If Airlines Banned Smoking, Why Do New Airplanes Still Have Ashtrays?

It's a prototypical in-flight brain teaser - which comes on with the dusk and soon vanishes as the wheels touch the ground at dawn.

If smoking is legally banned in the aircraft's, what for are the ashtrays?

It's required by the law.

According to title 14 of the Code of Federal Regulation (CFR) Chapter  I, Sub Chapter C, Part 25, Sub Part D, Section 25.853 and Paragraph g, "regardless of whether smoking is allowed in any other part of the airplane, lavatories must have a self-contained, removable ashtrays located conspicuously on or near the entry side of each lavatory door, except that one ashtray may serve more than one lavatory door if the ashtray can be seen readily from the cabin side of each lavatory served."

If more than 50% ashtrays are broken or not in a condition to be used than they should be repaired within 72 hours i.e. 3 days.

This law was decided by some very clever person who thought that it's not at all a good idea to have flammable substances on any vehicle which is approx 37,000 feet above the ground and full of jet fuel.

In 1973, an aircraft travelling from Ria De Janerio to Paris had to make an emergency landing because the aircraft cabin was filled with smoke. This lead to the death of 123 people and survival of 11.

The root cause of this incident was a CIGARETTE.
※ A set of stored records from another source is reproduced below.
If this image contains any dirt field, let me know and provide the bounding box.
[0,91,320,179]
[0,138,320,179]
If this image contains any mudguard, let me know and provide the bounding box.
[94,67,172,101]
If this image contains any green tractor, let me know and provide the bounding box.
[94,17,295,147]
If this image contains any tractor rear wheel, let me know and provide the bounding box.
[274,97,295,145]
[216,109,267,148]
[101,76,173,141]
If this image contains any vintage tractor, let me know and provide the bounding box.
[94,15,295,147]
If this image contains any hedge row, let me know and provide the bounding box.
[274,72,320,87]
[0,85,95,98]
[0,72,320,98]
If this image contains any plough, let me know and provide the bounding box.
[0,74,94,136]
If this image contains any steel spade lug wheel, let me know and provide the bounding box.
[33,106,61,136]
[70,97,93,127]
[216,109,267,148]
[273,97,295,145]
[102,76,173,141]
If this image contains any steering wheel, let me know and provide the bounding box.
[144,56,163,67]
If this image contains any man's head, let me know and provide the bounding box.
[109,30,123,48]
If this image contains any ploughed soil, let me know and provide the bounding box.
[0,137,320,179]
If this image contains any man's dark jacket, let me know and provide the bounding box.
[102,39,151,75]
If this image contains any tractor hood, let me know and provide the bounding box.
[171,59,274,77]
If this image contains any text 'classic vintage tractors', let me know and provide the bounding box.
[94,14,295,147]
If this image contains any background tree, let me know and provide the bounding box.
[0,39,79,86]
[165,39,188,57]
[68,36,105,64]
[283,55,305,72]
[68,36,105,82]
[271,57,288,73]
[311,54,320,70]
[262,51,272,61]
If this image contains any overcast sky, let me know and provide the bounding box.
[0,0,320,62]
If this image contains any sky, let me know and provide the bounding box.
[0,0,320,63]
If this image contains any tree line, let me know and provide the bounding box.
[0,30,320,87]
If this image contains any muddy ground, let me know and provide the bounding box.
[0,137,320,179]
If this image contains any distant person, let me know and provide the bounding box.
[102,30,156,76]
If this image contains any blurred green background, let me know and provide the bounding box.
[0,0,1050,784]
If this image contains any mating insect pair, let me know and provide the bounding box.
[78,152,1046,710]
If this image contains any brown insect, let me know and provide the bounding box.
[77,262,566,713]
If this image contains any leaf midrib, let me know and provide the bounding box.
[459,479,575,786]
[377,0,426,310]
There was a possibility that a cigarette must have been put in a waste paper bin in the craft's toilet, which afterwards led to smoke in the aircraft.

As a result, US Airlines started banning cigarettes in 1988 for some flights (within the duration of 2 hours). By the end of 1990, all the domestic flights were smoke-free (within the duration of 6 hours). And since 2000, smoking on the aircraft has been banned internationally as it is an essential safety feature.

Therefore, ashtrays are not there in the aircraft as an invitation to the smokers. Rather, they are there as the FAA does not trust the people.

This is the basic reason why ashtrays are still there in an aircraft i.e.as a precautionary measure.